Triff die Elisabeths!

Komödie, F 2009
Der Regisseur erzählt seine Geschichte

Der Regisseur erzählt seine Geschichte

Schauspieler Lucien Jean-Baptiste, der den liebenswerten Loser verkörpert, hat mit der rasanten Familienkomödie "Triff die Elisabeths!" sein Debüt als Autor und Regisseur vorgelegt und einen mehrfach preisgekrönten Kinohit gelandet. Heiter-herzliche Filme, bei denen etwas über Toleranz zu lernen ist, liegen bei den Zuschauern hoch im Kurs. Jean-Baptiste hat die Geschichte selbst erlebt.

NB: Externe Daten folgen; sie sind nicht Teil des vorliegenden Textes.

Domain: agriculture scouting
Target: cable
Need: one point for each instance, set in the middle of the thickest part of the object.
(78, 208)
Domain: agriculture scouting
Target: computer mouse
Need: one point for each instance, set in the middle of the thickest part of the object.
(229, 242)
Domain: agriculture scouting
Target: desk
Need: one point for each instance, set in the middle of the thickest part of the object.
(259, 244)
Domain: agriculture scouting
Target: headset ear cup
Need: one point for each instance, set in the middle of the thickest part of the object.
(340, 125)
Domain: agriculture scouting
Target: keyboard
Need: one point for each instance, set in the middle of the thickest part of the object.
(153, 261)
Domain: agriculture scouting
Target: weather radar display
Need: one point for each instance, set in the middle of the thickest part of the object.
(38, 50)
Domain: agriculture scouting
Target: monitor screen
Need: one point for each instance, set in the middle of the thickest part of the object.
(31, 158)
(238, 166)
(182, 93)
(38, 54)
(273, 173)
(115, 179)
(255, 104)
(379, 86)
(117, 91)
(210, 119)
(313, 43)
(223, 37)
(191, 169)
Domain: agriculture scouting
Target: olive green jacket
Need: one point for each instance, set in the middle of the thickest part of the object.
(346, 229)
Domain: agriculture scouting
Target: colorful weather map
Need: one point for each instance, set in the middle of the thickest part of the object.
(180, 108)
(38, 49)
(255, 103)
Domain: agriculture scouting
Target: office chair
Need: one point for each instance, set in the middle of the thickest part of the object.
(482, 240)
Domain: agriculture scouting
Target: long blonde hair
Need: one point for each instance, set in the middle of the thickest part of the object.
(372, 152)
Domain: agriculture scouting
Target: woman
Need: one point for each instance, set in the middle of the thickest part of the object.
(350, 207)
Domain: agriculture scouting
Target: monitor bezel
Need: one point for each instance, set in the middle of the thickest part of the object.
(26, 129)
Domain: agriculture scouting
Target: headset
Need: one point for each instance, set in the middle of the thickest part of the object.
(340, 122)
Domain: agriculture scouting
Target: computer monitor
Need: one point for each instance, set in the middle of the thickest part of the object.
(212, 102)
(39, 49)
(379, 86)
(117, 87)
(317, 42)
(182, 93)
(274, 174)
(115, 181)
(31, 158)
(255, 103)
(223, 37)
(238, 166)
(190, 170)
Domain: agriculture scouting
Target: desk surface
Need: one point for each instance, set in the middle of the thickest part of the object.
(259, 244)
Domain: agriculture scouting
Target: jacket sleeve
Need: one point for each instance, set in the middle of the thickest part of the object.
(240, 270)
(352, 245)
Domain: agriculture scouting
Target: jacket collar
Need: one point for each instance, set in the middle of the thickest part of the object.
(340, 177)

Fünf Schwarze im Schnee - in den französischen Alpen für die übrigen Wintersportler ein nie erlebter Anblick. Und auch für die dunkelhäutige Familie selbst gerät der einwöchige Skiurlaub zur tollkühnen Unternehmung: Schließlich kann der Vater, ein arbeitsloser Träumer, die Seinen im Alltag nicht einmal ernähren. Doch der Mann von den Antillen möchte, dass seine drei Kinder im Osterurlaub mit ihren Klassenkameraden mithalten können. Als seine zermürbte, weiße Ehefrau daraufhin streikt, wird kurzerhand seine resolute Mutter (Firmine Richard) mit ins geliehene Auto gepackt - und ein so amüsant-chaotischer wie völkerverbindender Ausflug in die Berge beginnt.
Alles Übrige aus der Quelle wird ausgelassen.